Sometimes you have moments that are sobering.
For example: this morning, while browsing Twitter, as I am wont to do in the mornings, I came across someone posting a pain scale. This one was slightly different to what I get to use at my rheumatologists’s, which is just a little sliding scale thing from “Hey, I’m okay” to “Kill me now” (I may exaggerate slightly on those labels).
Anyway, on that little sliding scale I usually put my daily pain levels at somewhere in the middle. Because, yanno, it’s there, but mostly I just ignore it and get on with everything. Sometimes its worse, and I head to the painkillers. For the record, it’s usually back pain (SI joint mostly) and headaches that have be running for the pills.
Also – Running for the Pills is totally my new band name.
Ahem. This pain scale was slightly different to what I’m used to:
So, on my rheumatologist’s sliding scale, I usually place my regular amount of pain somewhere in the middle, around a 5. But looking at this, and the activity tolerance scale, I’m actually usually at a 7-8 on a daily basis. That kind of stopped me in my tracks.

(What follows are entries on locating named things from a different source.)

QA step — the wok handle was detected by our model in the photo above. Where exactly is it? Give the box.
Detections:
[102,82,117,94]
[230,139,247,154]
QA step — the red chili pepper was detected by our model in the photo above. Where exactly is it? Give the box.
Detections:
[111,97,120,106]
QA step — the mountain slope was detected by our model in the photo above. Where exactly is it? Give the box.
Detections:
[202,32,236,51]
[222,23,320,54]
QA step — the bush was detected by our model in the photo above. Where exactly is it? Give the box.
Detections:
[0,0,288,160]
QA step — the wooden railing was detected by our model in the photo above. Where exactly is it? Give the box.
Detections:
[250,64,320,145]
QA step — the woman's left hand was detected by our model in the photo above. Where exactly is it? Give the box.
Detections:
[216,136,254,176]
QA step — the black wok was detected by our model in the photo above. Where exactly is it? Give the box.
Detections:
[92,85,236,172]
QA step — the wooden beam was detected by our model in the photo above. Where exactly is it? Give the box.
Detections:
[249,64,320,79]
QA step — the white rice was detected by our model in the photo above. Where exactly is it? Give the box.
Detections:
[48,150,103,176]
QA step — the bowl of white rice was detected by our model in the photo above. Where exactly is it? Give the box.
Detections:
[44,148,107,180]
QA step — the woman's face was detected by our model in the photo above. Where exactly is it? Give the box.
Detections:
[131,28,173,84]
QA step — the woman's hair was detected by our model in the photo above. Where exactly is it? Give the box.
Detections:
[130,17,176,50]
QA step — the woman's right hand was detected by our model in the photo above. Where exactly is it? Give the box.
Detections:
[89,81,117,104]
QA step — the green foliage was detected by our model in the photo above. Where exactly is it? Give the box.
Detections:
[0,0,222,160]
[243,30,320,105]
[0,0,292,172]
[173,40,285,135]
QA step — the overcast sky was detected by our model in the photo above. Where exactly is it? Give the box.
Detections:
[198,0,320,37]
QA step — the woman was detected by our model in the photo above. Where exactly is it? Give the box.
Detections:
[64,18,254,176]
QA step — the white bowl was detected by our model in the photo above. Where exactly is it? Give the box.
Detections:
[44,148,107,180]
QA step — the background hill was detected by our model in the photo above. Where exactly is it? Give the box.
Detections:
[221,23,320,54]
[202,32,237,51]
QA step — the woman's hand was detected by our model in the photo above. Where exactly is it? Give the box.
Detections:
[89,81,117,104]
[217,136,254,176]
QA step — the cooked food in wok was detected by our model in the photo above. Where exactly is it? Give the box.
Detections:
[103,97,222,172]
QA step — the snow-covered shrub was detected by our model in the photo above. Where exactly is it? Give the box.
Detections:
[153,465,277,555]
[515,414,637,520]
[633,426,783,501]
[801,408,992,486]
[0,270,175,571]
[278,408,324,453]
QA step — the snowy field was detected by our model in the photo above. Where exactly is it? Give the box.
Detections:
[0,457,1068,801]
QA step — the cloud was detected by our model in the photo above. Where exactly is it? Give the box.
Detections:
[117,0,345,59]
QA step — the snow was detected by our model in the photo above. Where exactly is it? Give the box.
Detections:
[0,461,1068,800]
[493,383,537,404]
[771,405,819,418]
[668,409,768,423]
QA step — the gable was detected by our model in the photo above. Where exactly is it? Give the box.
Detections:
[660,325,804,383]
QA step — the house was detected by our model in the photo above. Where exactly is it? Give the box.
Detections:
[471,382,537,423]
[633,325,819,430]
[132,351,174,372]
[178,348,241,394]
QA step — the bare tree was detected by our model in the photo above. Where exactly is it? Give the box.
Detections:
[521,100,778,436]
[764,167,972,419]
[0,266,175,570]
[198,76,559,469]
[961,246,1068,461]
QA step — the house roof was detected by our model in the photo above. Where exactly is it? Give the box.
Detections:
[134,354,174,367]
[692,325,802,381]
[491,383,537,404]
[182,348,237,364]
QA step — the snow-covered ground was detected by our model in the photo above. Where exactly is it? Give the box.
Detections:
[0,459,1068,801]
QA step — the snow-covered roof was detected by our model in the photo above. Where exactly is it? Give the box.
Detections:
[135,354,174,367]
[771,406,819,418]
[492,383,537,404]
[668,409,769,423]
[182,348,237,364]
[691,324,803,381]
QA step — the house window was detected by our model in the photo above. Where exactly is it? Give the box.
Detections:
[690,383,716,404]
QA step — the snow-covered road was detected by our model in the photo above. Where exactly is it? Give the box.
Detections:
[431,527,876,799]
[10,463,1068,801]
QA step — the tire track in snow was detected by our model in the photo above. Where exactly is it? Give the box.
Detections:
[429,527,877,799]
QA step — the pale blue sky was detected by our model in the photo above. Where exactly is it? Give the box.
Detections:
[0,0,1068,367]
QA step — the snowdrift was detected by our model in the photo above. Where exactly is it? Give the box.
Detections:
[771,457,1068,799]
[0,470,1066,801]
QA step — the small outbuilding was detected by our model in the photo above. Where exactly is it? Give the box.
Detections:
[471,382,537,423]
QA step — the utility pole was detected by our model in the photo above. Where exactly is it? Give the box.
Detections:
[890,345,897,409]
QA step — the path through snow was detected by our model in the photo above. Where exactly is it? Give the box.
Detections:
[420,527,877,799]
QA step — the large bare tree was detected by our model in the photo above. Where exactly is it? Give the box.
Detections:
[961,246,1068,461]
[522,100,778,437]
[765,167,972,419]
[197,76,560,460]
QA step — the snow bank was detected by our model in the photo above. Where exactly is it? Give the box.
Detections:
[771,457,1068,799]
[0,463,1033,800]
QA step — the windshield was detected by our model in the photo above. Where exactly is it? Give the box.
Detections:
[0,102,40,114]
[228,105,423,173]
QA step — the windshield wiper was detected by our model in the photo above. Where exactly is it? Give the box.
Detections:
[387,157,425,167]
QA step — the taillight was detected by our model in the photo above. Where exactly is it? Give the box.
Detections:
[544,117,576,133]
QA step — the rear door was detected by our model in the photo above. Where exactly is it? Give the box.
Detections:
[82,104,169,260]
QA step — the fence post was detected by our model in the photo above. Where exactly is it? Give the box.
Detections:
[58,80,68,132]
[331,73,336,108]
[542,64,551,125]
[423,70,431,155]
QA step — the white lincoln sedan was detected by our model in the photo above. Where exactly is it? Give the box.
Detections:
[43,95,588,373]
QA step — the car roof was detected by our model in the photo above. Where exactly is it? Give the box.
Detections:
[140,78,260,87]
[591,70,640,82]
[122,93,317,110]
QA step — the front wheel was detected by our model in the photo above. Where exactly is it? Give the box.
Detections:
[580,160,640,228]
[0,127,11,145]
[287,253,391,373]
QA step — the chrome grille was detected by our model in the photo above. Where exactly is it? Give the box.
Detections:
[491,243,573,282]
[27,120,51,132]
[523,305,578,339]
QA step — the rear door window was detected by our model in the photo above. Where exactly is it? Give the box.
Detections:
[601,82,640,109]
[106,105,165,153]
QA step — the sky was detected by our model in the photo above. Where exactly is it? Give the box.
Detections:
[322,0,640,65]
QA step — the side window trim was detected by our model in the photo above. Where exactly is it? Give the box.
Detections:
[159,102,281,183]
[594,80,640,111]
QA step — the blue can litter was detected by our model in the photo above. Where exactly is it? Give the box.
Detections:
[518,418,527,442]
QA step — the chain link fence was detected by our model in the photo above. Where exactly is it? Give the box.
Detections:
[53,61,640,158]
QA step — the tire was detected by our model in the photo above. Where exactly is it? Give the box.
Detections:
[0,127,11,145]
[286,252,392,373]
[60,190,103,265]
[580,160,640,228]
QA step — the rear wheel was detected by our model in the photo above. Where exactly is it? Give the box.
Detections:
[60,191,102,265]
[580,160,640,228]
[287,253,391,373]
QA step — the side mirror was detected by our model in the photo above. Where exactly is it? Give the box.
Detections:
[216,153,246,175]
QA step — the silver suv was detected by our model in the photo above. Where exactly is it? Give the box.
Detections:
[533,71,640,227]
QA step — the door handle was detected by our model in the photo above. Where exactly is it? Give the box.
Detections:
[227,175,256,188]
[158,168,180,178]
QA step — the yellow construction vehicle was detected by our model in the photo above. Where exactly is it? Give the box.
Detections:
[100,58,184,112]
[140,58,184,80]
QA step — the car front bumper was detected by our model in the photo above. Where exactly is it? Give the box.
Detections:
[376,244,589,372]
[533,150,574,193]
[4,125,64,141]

I know that there are probably people who would say that these kinds of pain scales aren’t that useful for chronic pain, and maybe they’re not. It’s certainly true that I’ve gotten used to being in some kind of pain pretty much all the time. Right now, most of that pain is fibro related, since it’s cold this morning, which always triggers at least a mild fibro flare. That will improve as the day gets warmer and I move around more.
These days I put a lot of effort into appearing functional, despite the pain. I get up, I shower, do my hair, put on makeup. I try not to talk about it much in real life. I don’t need a cane to walk any more. I can stand on public transport if I need to. I go out walking, I lift my kid up when he needs it (which is a bit, since he’s a huge cuddler). But it’s still there.
And still, I know that there a lot of people who have a lot more, a hell of a lot more, to deal with. I am acutely aware of the privilege I have. I don’t have to work, because I have a wonderful spouse who supports me financially. I choose to work on writing, and I am mostly able to pursue this because of family support giving me childcare. I have access to the medical care I need and can afford to see specialists and get tests done. I don’t have to worry about affording medication. I am so, so, lucky, and I know it. Hell, I even got to have a kid, which a lot of people don’t get, especially those with chronic illness.
Still, it kind of sucks, and sometimes I need to say that. And then I get up, and just get on with things. There’s a lot to be done, even with pain.